DJI Inspire Battery Warmer Thing (about £15)
For everyone else, there’s Hand Warmers. Stick these in your pocket next to a lipo and it will soon start to warm it up. Better still get a few of these and an ice box or themal freezer bag and you’ve got a warm environment to store all the batteries you need for the shoot. Just remember that they crystals take a good ten to fifteen minutes to start putting out good heat, so make sure your battery packs are warmed in advance. Keeping them in the boot of the car won’t work beyond the first hour, particularly if it’s a very cold day. At a push keep them in the front foot-wells with the engine on and heaters pointed at them.
With any heating device make sure you are not putting out too much heat so that you don’t damage the batteries.
Hand Warmers (about a quid a pop)
2. Land Early
No matter how well you warm your packs prior to take-off, you are going to find they lose heat quickly, particularly once airborne with cold-air flowing over them at however many knots you are flying in. You cannot expect to get the same performance out of LiPo’s in the cold. In my experience they do some funny things too. In Iceland at -10°C I had an Inspire battery go from 30% to 0% in an instant. Fortunately I was a few feet from the ground coming in to land when this happened. Oh and this was despite the OSD telling me the battery was 32°C. Don’t believe the instruments if your gut is telling you to land.
Or this could happen:
I’m speculating here, but but it looks to me like the blades have stopped before it hits the deck. I’m going to guess battery voltages fell below the min for the ESC’s which were shut off. If anyone knows differently please let me know and I’ll update this.

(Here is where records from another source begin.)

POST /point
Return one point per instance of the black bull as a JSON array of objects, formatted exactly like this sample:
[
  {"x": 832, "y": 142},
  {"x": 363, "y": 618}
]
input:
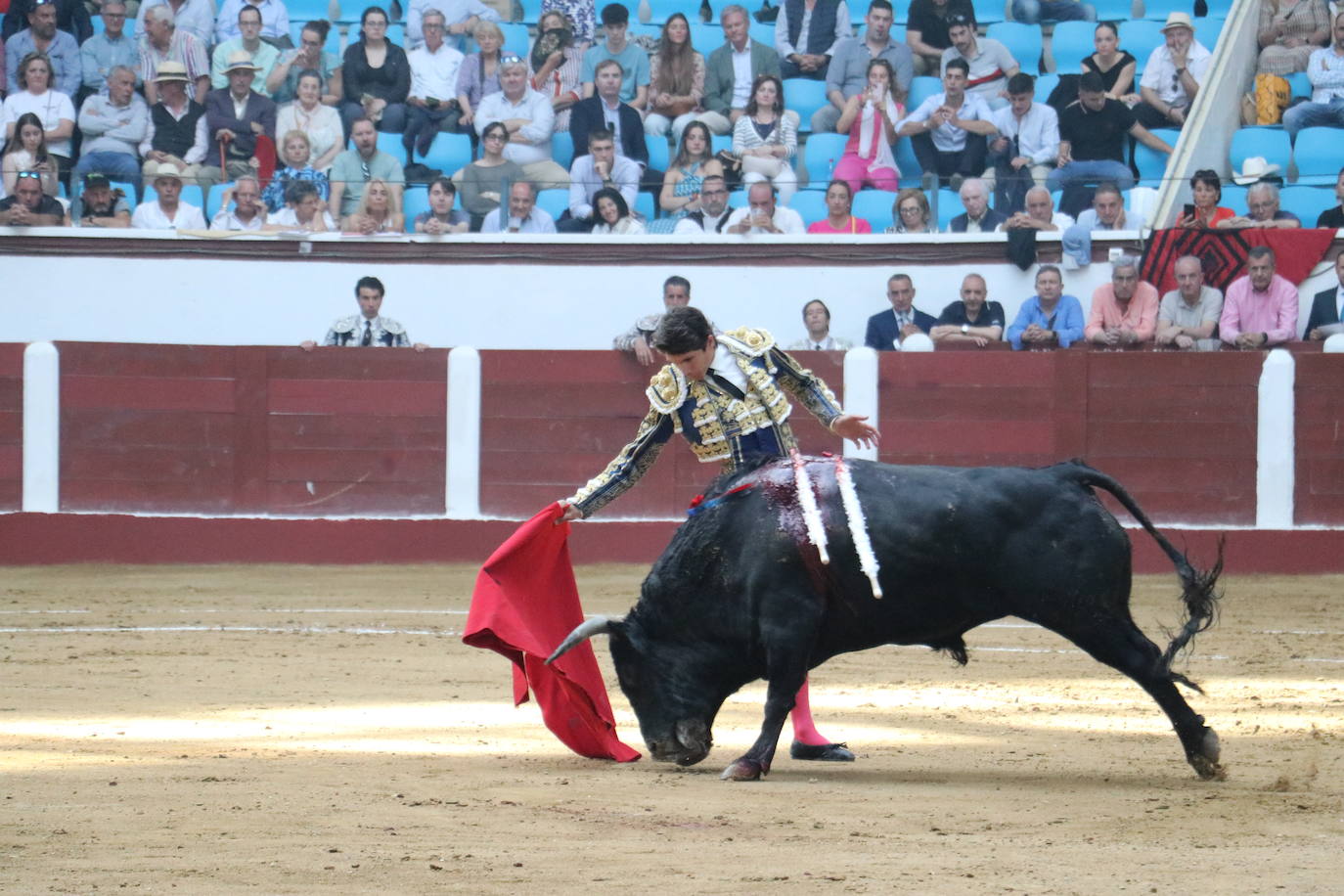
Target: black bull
[{"x": 740, "y": 594}]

3. Don’t Charge LiPos In The Cold
It can reduce the life of the batteries. With the DJI warmer, I find using it before charging helped in cold environments, but ideally charge everything at room temperature. At a pinch if you are using a generator make use of the exhaust heat (again making sure you don’t fry the batteries or start a fire).
4. Don’t Forget To Keep The Pilot Warm Too
Finally, wrap up warm and wear some thick gloves. The cold slows reactions, impairs decision making and is highly distracting. A warm pilot is a safe pilot.